Camryn Lang is an English junior and former assistant news editor for The Battalion.
I spent one month studying in Castiglion Fiorentino, Italy, before COVID-19 rose to a Level 3 and the world went into a panic.
On Feb. 28, I stood among my crying peers and felt the blood drain from my face as our professor told us that Texas A&M had ordered us to return home. Having just visited the Tower of Pisa and walked among locals and tourists alike, it was hard to imagine the severity of fear that had overtaken the entire world. Isolated from most visual news, I relied heavily on articles from the New York Times and Washington Post which gave me a realistic view of the virus’ progression. Without the flash of eye-catching graphics and dramatic performances of newscasters, it was easy to believe that the virus was manageable.
I’d spent the week prior to the notice convincing myself that television news was sensationalizing the virus and everyone was overreacting. While stocks were diving lower and hand sanitizer was disappearing from the shelves, myself and 33 other students were relentlessly calling our airline to book flights and sharing our disappointment with family. At the time, I was miserable thinking about leaving Italy with its incredible culture and beautiful views. I so desperately wanted to have every experience I could, knowing that I may never get to come back to Italy or to Europe as a whole.

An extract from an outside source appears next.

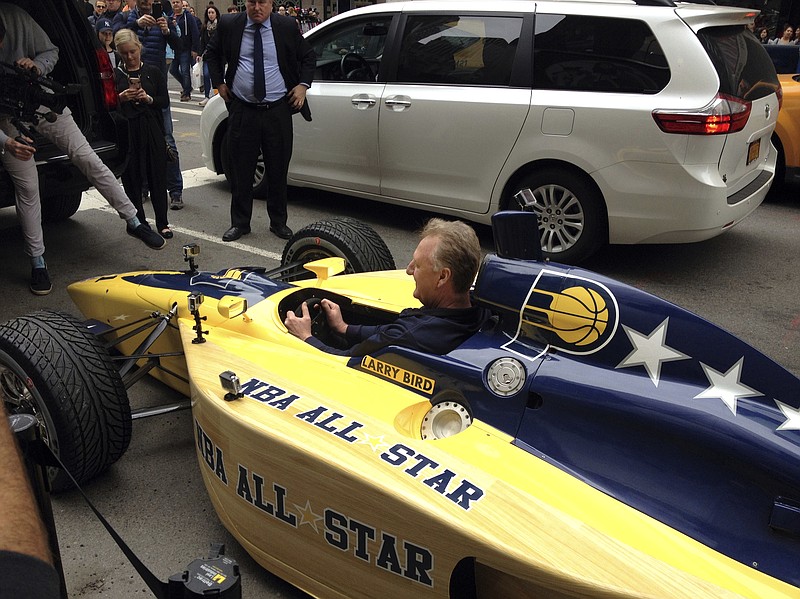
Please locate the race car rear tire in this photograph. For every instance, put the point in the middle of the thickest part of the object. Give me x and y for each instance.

I had been fortunate enough to visit Florence, Arezzo, Rome and Orvieto, but how could I leave when I was supposed to see so much more?
My classmates and I filled our last few days with as many experiences as possible, and the directors of our program were kind enough to set up a visit to Cortona. Our tour guide, Giovanni, who was quite the favorite among our group, took us around his hometown. My last day in Italy was spent walking through cobblestone streets, seeing the rolling hills of Tuscany and buying wine. It was a beautiful day of appreciation and solace. As we walked around the town, I saw the concerned faces of business owners and citizens who will feel the economic impact of the dwindling tourist season. Although I was sad to leave a once-in-a-lifetime opportunity, I was devastated to leave the community behind.
The next day, I stepped onto a bus at 3 a.m. and watched Italy whisk by in the darkness. One short flight to Frankfurt, Germany, followed by a 10 hour flight to Houston went by in a blur. During our rush to make it to each flight, we weren’t screened for symptoms like I thought we’d be. We were only taken through security and customs. I breezed by in Houston, trying desperately to make my San Antonio flight. One of my classmates didn’t make it to the plane on time, and some other students were left behind in Frankfurt.
I was fortunate enough to have a place to stay, but some of my classmates couldn’t go home to their families because of the risk of spreading the virus. All of us went into isolation for two weeks in self-quarantine, watching the world realize how devastating COVID-19 could be. In my quarantine, I have been bombarded by stories of grocery stores packed with panicked shoppers and news of faulty test kits being shipped out across the U.S. Now it feels as though the country is shutting down. I didn’t think that in leaving Italy I’d return to a country in the midst of doomsday prepping.
I understand why these decisions are being made. If drastic action isn’t taken by our governments and institutions, millions could be infected and compromised populations stand to lose thousands of people. I’m not worried about myself, but understand that I’m one of the lucky ones. As a 21-year-old with no underlying conditions, I have the best chance at surviving COVID-19. I can only hope in the next few months, the precautions being taken will save those who aren’t so fortunate.
I don’t currently have any symptoms and with only four days left in my quarantine, I’m hoping that continues. I wouldn’t want the next headline to be about how I spread the virus across Texas.